Lawson Mabhena in ADDIS ABABA, Ethiopia
International peace and cooperation can only be enhanced through dialogue, not sanctions, President Mnangagwa told the African Union (AU) Summit.
In his address on the second day of the meeting of the Assembly of the African Union (AU) yesterday, President Mnangagwa called for the unconditional removal of the unilateral sanctions that have been stifling economic growth for two decades.
He said his Government was engaging the United States (US) and the European Union (EU) to restore relations and end sanctions.
On Sunday, Zimbabwe officially joined the African Continental Free Trade Area (AfCFTA) despite outstanding issues, including sanctions.
“We would like to express our solidarity with the people and governments of Sudan, South Sudan, Somalia, Burundi and Cuba who are equally suffering from similar unilateral sanctions. These imposed sanctions have been on for two decades now.
“The European Union has taken positive steps to repeal their sanctions regime. We urge them to complete the process by removing the remaining measures against Zimbabwe. My administration has engaged the EU and USA with a view to normalise our bilateral relations and put the past behind us,” the President said.
“To enhance international peace and cooperation, dialogue, not sanctions is the right approach.”
President Mnangagwa apprised the assembly on the progress on cross-cutting political, economic, legislative and media reforms his Government has been implementing since November 2017 when he assumed office.
“In our quest to enhance national cohesion, unity and political tolerance, we have established the Political Actors Dialogue (POLAD) platform which brings together the various political actors in our country.
“Meanwhile, our efforts to review the economy are ongoing and the ease of doing business has improved as acknowledged by the Global Index on Ease of Doing Business.

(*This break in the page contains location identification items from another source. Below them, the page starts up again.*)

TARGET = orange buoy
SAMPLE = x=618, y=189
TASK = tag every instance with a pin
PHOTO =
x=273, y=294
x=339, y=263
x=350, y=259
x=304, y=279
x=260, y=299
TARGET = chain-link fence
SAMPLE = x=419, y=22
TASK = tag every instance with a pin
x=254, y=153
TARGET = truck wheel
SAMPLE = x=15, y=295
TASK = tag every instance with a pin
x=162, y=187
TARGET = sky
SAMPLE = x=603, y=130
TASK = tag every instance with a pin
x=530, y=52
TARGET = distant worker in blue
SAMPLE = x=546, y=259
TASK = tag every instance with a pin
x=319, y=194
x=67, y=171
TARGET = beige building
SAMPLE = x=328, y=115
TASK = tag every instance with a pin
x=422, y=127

We have opened up media space to more players under the new dispensation,” he said.
“Zimbabwe is therefore fully committed to continue those voluntary reforms because they are good for our people and further facilitate sustainable development, national unity and peace.”
The reform agenda got a major boost on Saturday, when Zimbabwe acceded to the African Peer Review Mechanism (APRM), while President Mnangagwa further committed to wrapping up the alignment of all national statutes and laws to the new Constitution by end of June.
The 33rd Ordinary Session of the Assembly of Heads of State and Government of the AU opened on Sunday at the AU Headquarters.
The summit, which ended yesterday, was being held under this year’s theme: “Silencing the Guns: Creating Conducive Conditions for Africa’s Development.”
Silencing the Guns is a commitment to achieve the aspirations of Africa’s Agenda 2063.